Le Serviteur de Dieu, comme un agneau qu’on conduit à l’abattoir

 

 

A) Les souffrances du Christ

 

« Nous le vîmes, mais Il n’avait plus l’apparence humaine, Il était horrible, on se cachait le visage en Le voyant, Il donnait le dégoût, Il faisait peur à voir, un mort comme il n’y en avait jamais eu, un torturé qui a surmonté toutes les tortures, une humiliation jusqu’à l’abîme! » Le prophète Isaïe (52,13) par l’inspiration de Dieu nous anticipe, sept siècles avant, ce qui se produit aujourd’hui, l’humiliation de l’Agneau de Dieu.

 

Ce sont des paroles inégalées. C’est pour cela qu’il disait que davantage que de parler, il est nécessaire d’aimer, de méditer et de regarder, et si nécessaire jusqu’au dégoût, comment est devenu le visage du Christ, comme un ver qui se tortille dans la poussière de la terre, au milieu du sang et des crachats; dans des douleurs inaudibles, un véritable déchet de l’humanité. On ne peut le décrire, c’est pourquoi il est nécessaire qu’en ce Vendredi saint nous regardions avec les yeux de l’âme cette victime, en quel état l’a rendue nos péchés. Parce que le Christ ne souffre pas par sa faute, le Christ s’est fait responsable des péchés de tous. Celui qui désire connaître la gravité de ses péchés n’a qu’à regarder le visage du Christ et dire en toute logique : c’est moi qui l’ai rendu ainsi. Je l’ai tué pour me laver de mes abominations. Il s’est rendu abominable jusqu’à ces paroles qui paraissent être un blasphème, mais qui sont tirées des saintes Écritures : « Celui qui n’avait pas péché pour nous s’est fait péché, malédiction, châtiment de Dieu. » C’est cela, le Christ, le paratonnerre de l’humanité, sur Lui se déchargent tous les éclairs de la colère divine pour nous libérer, nous qui étions ceux qui devaient succomber parce que nous avons propagé la cause de la malédiction chaque fois que nous avons commis un péché.

 

Il est décevant, mes frères, qu’en cette Semaine sainte, les chrétiens nous ne pleurions pas avec une profonde douleur, pour avoir été la cause des souffrances du Christ; et qu’au lieu de nous purifier et de nous convertir, nous fassions de la Semaine sainte un événement pour le péché.
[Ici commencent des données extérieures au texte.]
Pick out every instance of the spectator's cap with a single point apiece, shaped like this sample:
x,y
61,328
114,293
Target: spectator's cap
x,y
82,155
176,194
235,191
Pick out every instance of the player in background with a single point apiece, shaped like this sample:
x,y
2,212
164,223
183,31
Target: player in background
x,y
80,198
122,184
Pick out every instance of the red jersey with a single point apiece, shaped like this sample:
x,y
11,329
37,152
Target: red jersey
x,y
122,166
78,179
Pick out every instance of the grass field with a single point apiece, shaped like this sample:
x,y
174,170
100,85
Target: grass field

Comme si ce n’était pas suffisant déjà, ce que nous avons placé sur les fragiles épaules du Rédempteur, nous continuons à les charger en péchant et en offensant de plus en plus le Seigneur. 24/03/78, p.102-103, IV.

 

 

B) Les souffrances de notre peuple

 

C’est ici, dans les profondeurs de cette humiliation, tandis que nous observons le Christ cloué sur la croix, que nous invite la Parole Sacrée à déchiffrer ce mystère d’actualité. Si le Christ est le représentant de tout le peuple dans ses douleurs, dans son humiliation, dans ses membres criblés de clous sur une croix, nous devons découvrir la souffrance de notre peuple. C’est notre peuple torturé, c’est notre peuple crucifié, écrasé et humilié qui représente Jésus Christ notre Seigneur pour donner à notre situation si difficile un sens de Rédemption.

 

Il n’est pas surprenant, frères, que le peuple, se sentant humilié comme le Christ, veuille secouer ses croix, qu’il veuille arracher les clous, les fouets, pour se libérer. C’est alors que surgissent les libérateurs du peuple, mais plusieurs dans un sens erroné. Je voudrais, frères, qu’à voir le Christ crucifié en ce Vendredi saint, et à voir dans ses membres notre peuple également sacrifié, nous essayions de voir en quoi consiste la Rédemption que le Christ nous offre dans sa chair bénie pour notre peuple.

 

Le Pape Paul VI a dit que l’Église de nos jours ne peut être indifférente aux angoisses libératrices du peuple, qu’une Église qui ne se met pas à sentir comme siennes les angoisses, la peine et la souffrance du peuple, ne serait pas l’Église authentique de la Rédemption. Mais le Pape, reprenant les voix de l’épiscopat, a dit également quelle libération offre l’Église. Si l’Église, dans ses angoisses de libération, se laisse manipuler par une libération qui n’est pas chrétienne, par une libération de haine, de révolutions, de violences, elle perdra sa force, ce ne serait plus la véritable Rédemption de Jésus-Christ. 24/03/78, p.103, IV.

 

 

C) La Libération qu’apporte l’Église

 

Frères, à ceux qui aspirent avec sincérité et avec une grande sensibilité sociale à un monde meilleur, à une patrie meilleure, à ceux qui veulent laver le sang qui baigne notre peuple, il convient d’écouter des lèvres du grand libérateur Jésus-Christ, la manière dont se doit d’être la libération que l’Église et ses chrétiens offrent à cette patrie, à ce monde, à cette situation. 24/03/78, p.104, IV.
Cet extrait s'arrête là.